Luque, Hernando de (?–1534)

views updated

Luque, Hernando de (?–1534)

Hernando de Luque (d. 1534), an early-sixteenth-century Spanish cleric who accompanied Pedro Arias de Ávila (Pedrarias) in 1514 on an expedition to colonize Panama. When Pedrarias took command at Darién, de Luque's friendship with the governor allowed him to establish a number of influential contacts. In Panama, de Luque joined in a business partnership with the conquistadores, Francisco Pizarro and Diego de Almagro. In the early 1520s, the three men embarked on a plan to explore the regions south of Panama and to undertake the conquest of Peru. De Luque was instrumental in raising the necessary funds for the 1524 and 1526 expeditions into the Andean region. Acting as an agent for wealthy investors, including the judge Gaspar de Espinosa, who condemned Balboa, de Luque raised two hundred pounds of gold bars. He was nicknamed "Fernando de Loco," the mad priest, for undertaking the venture. Later scholars have suggested it was de Luque who planned and organized the expeditions as well as arranged for the necessary financial backing. He did not accompany Pizarro and Almagro on the expeditions, remaining instead in Panama to manage their business affairs. De Luque died before the conquest was completed.

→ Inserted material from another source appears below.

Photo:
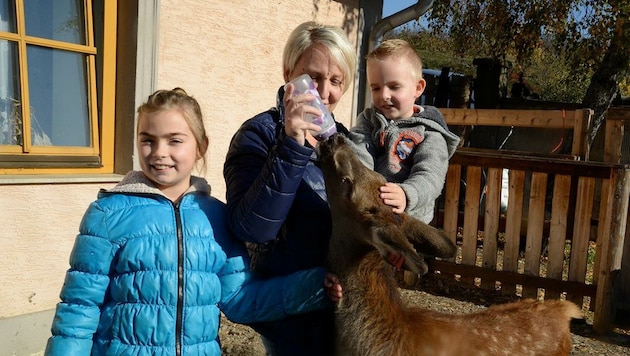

See alsoAlmagro, Diego de; Pizarro, Francisco.

BIBLIOGRAPHY

Leslie Bethell, ed., Colonial Spanish America (1987).

Mark A. Burkholder and Lyman L. Johnson, Colonial Latin America (1990).

C. Hedrick Basil, and Ann K. Hedrick, A Historical Dictionary of Panama (1970).

Frederick A. Kirkpatrick, The Spanish Conquistadors (1934).

James Lockhart and Stuart B. Schwartz, Early Latin America: A History of Colonial Spanish America and Brazil (1983).

Additional Bibliography

Castro Vega, Oscar. Pedrarias Dávila, la ira de Dios. Costa Rica: s.n., 1996.

Mena García, María del Carmen. Temas de historia panameña. Panamá: Editorial Universitaria, 1996.